Ashleigh Genus
I can’t go outside without a good reason until I live on my own. My sister’s presence is familiar, but we don’t always get along. Everyone else is startling.
I listen to my mother worry over the news, over the big city, over the latest shooting. At school, kids talk about hanging out, hearing shots, and running home. Yet, some of them are laughing, and I’m in class with no concept of how that feels. Do they sound scared, or am I?
After church, mom scolds me for giving them $1 to get me candy from the corner store. She tells me to never allow favors lest trouble find them on the way, because then that would be partly my fault. I’ve never forgotten to worry over the consequences of kindness.
Today I find myself tired of the challenge to feel freedom amid fear. Ingrained in my mind, amassed in my bones, birthed across generations of folks, trauma doesn’t die. It persists in futurity, demanding to be grieved and reconciled.

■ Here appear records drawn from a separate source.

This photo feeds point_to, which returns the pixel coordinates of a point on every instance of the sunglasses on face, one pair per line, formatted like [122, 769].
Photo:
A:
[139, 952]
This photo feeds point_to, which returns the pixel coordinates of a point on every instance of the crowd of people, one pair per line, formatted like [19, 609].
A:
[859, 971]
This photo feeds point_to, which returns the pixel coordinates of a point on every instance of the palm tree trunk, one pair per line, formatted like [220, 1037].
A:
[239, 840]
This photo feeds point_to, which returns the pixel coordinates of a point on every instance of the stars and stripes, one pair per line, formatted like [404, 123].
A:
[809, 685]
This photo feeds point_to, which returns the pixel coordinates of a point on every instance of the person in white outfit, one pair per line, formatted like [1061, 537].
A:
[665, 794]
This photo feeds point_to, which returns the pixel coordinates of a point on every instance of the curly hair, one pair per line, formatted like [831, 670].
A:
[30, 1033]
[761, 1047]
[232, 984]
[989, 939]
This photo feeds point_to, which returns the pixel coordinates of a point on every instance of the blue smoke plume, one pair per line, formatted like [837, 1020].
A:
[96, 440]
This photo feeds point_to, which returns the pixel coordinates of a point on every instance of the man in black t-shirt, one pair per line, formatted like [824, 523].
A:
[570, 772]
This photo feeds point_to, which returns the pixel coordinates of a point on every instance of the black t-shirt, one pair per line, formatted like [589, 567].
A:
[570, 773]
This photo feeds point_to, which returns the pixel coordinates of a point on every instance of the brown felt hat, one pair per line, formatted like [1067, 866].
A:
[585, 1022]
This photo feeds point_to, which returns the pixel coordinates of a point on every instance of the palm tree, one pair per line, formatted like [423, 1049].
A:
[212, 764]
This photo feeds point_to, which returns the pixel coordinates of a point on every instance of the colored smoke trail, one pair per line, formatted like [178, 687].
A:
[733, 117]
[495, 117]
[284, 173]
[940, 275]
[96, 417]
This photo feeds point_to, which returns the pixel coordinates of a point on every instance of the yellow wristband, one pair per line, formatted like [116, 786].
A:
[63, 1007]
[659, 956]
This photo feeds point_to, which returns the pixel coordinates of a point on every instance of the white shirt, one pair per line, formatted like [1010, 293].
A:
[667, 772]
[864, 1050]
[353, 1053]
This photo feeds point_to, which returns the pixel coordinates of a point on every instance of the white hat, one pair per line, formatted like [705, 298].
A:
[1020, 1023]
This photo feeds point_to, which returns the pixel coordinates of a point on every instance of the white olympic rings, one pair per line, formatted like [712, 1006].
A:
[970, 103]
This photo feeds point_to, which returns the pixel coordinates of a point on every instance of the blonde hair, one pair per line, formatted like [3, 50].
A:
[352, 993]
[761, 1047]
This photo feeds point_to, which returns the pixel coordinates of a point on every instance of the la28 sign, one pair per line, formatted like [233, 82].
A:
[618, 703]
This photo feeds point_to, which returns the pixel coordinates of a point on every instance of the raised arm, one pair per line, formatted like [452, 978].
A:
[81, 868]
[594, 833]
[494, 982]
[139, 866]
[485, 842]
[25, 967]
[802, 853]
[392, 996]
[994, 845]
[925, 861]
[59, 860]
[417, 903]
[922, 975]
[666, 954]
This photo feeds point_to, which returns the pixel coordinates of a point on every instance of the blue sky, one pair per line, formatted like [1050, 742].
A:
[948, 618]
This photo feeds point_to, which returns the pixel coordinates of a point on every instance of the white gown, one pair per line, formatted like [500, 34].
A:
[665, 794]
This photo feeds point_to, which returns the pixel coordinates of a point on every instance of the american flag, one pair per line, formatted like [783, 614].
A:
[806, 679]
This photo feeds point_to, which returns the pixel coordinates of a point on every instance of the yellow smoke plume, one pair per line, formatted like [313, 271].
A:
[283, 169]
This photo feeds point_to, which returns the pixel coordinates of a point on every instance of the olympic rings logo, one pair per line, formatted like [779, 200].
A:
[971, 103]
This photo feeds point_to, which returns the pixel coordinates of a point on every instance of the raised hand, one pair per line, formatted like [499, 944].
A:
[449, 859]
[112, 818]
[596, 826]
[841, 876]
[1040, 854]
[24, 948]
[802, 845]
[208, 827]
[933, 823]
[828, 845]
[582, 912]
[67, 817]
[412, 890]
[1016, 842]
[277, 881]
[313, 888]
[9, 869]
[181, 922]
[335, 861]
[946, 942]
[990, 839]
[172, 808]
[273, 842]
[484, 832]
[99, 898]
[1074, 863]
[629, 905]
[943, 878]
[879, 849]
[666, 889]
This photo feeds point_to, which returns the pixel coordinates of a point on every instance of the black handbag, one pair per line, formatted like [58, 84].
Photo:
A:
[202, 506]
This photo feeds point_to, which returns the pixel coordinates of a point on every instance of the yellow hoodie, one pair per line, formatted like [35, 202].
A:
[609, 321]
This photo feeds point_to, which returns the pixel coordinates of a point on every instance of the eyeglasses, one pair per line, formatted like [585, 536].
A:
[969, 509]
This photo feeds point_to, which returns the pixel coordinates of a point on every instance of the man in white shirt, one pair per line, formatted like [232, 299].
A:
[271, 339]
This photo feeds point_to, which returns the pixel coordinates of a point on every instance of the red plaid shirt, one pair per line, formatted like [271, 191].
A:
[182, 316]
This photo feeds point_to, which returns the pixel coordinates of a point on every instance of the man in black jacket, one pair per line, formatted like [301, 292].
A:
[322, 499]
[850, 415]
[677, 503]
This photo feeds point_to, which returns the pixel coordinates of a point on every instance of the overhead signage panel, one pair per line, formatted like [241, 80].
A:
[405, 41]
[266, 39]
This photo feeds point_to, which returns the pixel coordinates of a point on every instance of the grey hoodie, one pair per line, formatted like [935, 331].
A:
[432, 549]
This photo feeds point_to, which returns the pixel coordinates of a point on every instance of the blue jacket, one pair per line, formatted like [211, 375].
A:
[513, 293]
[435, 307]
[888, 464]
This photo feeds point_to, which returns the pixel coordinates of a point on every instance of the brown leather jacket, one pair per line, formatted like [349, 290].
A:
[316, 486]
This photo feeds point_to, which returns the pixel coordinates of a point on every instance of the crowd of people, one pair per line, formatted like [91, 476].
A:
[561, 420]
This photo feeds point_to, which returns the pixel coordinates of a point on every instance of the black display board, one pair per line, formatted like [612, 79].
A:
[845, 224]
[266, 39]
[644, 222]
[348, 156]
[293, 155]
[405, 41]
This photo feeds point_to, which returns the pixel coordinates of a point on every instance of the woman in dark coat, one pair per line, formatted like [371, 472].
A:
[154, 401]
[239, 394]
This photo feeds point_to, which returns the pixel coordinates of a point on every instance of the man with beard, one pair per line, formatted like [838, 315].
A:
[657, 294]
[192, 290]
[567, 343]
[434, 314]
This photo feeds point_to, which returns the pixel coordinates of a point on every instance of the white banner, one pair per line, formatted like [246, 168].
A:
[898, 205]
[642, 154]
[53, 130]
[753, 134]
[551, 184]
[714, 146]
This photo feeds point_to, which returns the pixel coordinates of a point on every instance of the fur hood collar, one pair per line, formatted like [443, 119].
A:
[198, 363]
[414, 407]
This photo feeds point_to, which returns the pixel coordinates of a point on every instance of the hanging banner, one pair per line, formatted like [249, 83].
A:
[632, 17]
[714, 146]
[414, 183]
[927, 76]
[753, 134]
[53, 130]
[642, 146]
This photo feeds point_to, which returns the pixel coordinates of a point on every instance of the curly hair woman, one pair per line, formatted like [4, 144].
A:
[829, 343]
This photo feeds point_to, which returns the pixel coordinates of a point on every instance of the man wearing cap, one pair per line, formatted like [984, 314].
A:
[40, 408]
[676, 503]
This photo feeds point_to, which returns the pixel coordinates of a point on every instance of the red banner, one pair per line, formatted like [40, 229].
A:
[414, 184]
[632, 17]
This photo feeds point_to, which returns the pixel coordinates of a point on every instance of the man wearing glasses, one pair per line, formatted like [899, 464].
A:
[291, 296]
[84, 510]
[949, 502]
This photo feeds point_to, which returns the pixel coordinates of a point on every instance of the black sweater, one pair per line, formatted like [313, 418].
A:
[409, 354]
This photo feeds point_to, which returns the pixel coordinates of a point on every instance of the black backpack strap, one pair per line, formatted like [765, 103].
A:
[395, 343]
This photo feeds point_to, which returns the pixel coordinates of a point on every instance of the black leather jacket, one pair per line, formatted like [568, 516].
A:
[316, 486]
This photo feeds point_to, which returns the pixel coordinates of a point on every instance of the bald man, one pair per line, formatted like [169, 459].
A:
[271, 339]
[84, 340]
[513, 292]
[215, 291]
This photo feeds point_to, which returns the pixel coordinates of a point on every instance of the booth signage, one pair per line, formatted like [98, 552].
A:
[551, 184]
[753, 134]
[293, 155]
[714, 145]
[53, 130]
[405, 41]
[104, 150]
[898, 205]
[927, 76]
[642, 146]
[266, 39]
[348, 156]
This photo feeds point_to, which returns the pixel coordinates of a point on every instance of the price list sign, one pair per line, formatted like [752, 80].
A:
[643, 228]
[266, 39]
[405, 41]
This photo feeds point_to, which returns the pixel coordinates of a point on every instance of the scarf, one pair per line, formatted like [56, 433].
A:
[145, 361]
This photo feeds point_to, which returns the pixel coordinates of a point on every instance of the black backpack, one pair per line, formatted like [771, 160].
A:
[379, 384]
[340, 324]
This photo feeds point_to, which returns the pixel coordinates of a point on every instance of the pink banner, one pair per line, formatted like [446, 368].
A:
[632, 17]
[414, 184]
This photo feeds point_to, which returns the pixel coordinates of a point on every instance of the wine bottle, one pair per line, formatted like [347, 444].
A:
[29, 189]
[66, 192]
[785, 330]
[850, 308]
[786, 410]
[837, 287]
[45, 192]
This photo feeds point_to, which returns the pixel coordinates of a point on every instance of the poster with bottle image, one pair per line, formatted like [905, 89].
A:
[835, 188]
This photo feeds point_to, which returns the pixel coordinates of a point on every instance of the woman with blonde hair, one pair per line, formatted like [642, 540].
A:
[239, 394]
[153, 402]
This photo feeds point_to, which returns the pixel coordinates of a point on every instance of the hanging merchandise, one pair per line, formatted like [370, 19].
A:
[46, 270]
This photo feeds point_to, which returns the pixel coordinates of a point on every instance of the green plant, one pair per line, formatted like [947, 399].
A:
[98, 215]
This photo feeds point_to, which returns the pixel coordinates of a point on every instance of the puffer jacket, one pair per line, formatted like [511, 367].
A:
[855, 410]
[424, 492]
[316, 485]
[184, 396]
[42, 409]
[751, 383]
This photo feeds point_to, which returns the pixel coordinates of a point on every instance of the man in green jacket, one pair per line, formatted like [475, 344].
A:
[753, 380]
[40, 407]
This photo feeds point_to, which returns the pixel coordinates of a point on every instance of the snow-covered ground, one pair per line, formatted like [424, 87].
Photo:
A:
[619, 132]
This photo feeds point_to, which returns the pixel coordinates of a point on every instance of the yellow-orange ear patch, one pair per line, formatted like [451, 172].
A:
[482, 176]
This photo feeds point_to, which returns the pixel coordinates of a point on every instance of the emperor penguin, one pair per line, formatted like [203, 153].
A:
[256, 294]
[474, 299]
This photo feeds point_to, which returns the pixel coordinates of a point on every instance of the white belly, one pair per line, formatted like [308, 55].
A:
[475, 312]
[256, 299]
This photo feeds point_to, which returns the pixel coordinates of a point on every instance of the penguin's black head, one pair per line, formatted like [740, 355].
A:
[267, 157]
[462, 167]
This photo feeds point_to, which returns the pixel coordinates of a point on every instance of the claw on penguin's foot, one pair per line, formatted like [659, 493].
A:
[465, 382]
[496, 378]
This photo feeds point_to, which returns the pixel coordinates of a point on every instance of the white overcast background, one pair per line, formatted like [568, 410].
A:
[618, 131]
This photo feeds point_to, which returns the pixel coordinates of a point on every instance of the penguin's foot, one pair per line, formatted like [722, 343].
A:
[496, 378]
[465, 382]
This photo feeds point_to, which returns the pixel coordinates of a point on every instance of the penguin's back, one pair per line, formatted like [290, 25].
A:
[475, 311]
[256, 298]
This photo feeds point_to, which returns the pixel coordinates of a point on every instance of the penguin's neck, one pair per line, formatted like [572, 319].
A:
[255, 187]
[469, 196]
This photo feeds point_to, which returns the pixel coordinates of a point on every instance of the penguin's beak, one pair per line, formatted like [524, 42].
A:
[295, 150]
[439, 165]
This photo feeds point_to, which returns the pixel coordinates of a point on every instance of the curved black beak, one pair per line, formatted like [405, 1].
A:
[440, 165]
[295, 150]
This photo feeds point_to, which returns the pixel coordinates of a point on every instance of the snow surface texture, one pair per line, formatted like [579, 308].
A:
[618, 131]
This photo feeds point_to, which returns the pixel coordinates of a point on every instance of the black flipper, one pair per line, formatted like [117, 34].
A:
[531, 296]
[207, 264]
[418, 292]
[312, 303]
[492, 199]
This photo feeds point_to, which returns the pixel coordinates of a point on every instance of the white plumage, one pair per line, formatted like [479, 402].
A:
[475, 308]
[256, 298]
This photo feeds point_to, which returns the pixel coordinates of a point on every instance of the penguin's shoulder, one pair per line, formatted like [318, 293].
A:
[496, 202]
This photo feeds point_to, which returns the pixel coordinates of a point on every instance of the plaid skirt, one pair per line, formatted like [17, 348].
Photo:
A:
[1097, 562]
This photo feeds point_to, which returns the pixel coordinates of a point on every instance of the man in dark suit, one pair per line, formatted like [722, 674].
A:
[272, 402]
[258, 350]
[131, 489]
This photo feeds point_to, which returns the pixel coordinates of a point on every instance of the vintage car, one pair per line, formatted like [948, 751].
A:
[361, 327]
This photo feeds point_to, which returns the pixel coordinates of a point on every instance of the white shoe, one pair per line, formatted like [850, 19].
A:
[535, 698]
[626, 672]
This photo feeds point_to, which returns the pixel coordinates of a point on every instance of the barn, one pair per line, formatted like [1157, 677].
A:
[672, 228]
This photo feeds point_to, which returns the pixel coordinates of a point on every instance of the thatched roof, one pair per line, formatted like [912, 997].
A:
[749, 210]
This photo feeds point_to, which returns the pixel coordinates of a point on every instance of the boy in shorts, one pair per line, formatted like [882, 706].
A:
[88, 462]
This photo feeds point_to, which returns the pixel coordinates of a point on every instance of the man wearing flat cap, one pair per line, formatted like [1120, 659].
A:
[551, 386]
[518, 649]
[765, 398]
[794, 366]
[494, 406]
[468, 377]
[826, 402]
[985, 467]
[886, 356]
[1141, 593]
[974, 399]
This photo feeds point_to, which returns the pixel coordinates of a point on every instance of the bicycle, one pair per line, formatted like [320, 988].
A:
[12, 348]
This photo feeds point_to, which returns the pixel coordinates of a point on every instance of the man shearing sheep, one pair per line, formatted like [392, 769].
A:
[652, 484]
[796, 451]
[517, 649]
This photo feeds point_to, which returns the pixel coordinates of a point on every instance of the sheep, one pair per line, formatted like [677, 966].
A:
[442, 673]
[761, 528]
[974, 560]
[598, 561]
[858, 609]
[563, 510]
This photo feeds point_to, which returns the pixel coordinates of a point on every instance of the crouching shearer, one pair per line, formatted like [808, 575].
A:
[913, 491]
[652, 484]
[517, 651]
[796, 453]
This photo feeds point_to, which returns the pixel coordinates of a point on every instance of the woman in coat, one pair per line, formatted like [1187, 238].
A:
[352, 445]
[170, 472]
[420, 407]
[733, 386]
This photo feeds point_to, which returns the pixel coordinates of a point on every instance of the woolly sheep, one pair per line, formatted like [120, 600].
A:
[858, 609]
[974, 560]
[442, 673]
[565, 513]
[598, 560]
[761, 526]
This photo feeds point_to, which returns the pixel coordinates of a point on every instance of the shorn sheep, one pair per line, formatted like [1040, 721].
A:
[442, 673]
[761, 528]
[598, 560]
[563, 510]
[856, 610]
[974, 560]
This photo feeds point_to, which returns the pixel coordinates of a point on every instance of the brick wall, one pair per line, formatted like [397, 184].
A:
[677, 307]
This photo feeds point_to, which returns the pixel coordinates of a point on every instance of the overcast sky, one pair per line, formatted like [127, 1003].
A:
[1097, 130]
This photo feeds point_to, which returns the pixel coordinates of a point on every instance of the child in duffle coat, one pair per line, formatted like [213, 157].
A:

In this burdened body, “fun” requires unlearning. When I bound, my nerves recall a fear of decay and the way it has stained my development. Growth is vulnerability is embarrassment is a trigger for infantilization. So newness requires safe spaces when the unfamiliar embodies a promise to subject me to shame. Still, I try.
In the middle of traffic on Constitution Ave, or some other patriotic drive, I find myself leaning into you. Nestling against the hardness and softness that gives shape to your form, I allow myself to be a little princess.
Perched on the front of our scooter wrists angled awkwardly, I will myself not to worry about what may happen to you because of me, and I trust that you know how to react in the face of fear.
Though we’re going all but 15 miles fast, even slower uphill, I’ve got a smug grin plastered across my petrified face, watching all the people we’re flying past; they’re smiling just the same. Why does everyone look terrified?
Hollering as we zoom, I revel in how glad I am to have someone who will go slow with me, who knows this is daring. Who will remind me as I fidget, ever readjusting my grip, to keep my hands off the throttle.
I do consider that you may have loved other people who aren’t restrained by fear, but I leave this thought to the wind; your tenderness tells me I am not a choice made for lack of other options. You love me despite my limits, despite my naïveté.
I even imagine that by the end of our ride I will venture on my own, laugh with a sense of lightness and race death in stride.